Thursday, July 07, 2005

Good Questions

Clarence is a Canadian educator. I read his blog regularly. Today he writes:

Knowledge is something that many students think is a compiled mass of stuff that they need to memorize and fill their heads with. It is not necessarily something they feel they need to understand, expand upon, or comprehend. To many students, it is finished.

Science Magazine has compiled a list of 100 questions that science needs to solve. 100 big questions for this century. Interesting. What else is interesting is this essay they have posted In Praise of Hard Questions.

The essay explains how hard questions, many of which seem unanswerable push us forward. They push us towards novel ways of thinking, new ways of looking at problems, and ask us to stretch what we feel we are capable of. This would be valuable reading for students (if of course I was not enjoying my second day of summer holidays :) ).

As is equally true in classrooms as in a hard science research lab:

"Unsolved mysteries provide science with motivation and direction.

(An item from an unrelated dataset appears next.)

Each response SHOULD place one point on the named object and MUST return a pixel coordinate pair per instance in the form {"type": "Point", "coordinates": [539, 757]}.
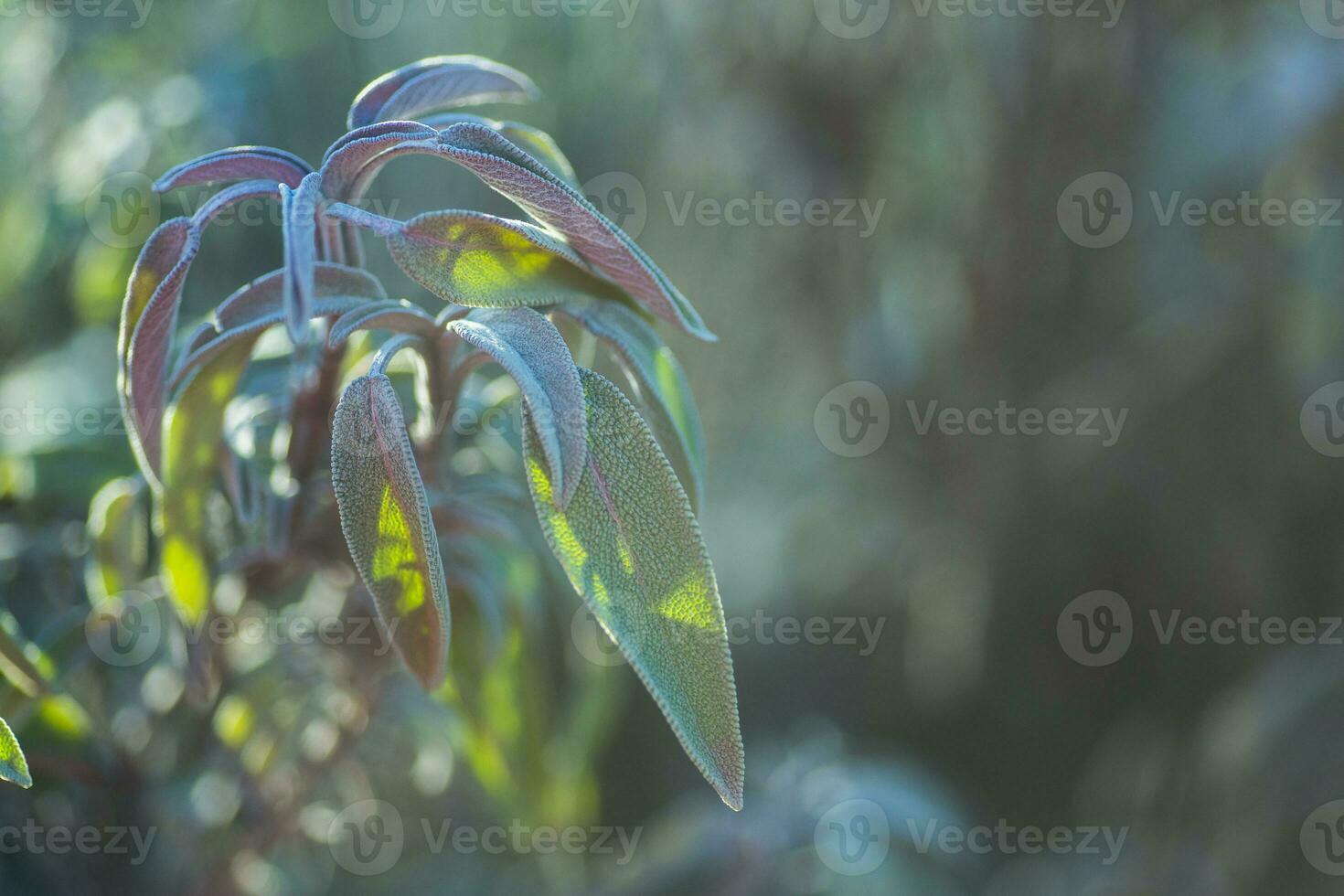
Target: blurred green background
{"type": "Point", "coordinates": [969, 291]}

Gaps in the road to scientific knowledge are not potholes to be avoided, but opportunities to be exploited.

"Fundamental questions are guideposts; they stimulate people," says 2004 Nobel physics laureate David Gross. "One of the most creative qualities a research scientist can have is the ability to ask the right questions."

Science's greatest advances occur on the frontiers, at the interface between ignorance and knowledge, where the most profound questions are posed. There's no better way to assess the current condition of science than listing the questions that science cannot answer. "Science," Gross declares, "is shaped by ignorance."

The idea of classrooms being learning communities, where students are pushing the boundaries of their knowledge, and of knowledge in general is one we need to pursue. Classrooms as places of research, of dialogue, of knowledge creation is powerful, gives education relevance, and moves ideas to centre stage in classrooms.

It would be interesting to compile a list in a classroom with students of what they feel the gaps are in their knowledge are. Would they feel there are gaps, or does schooling knock ideas of creativity and curiousity out of them?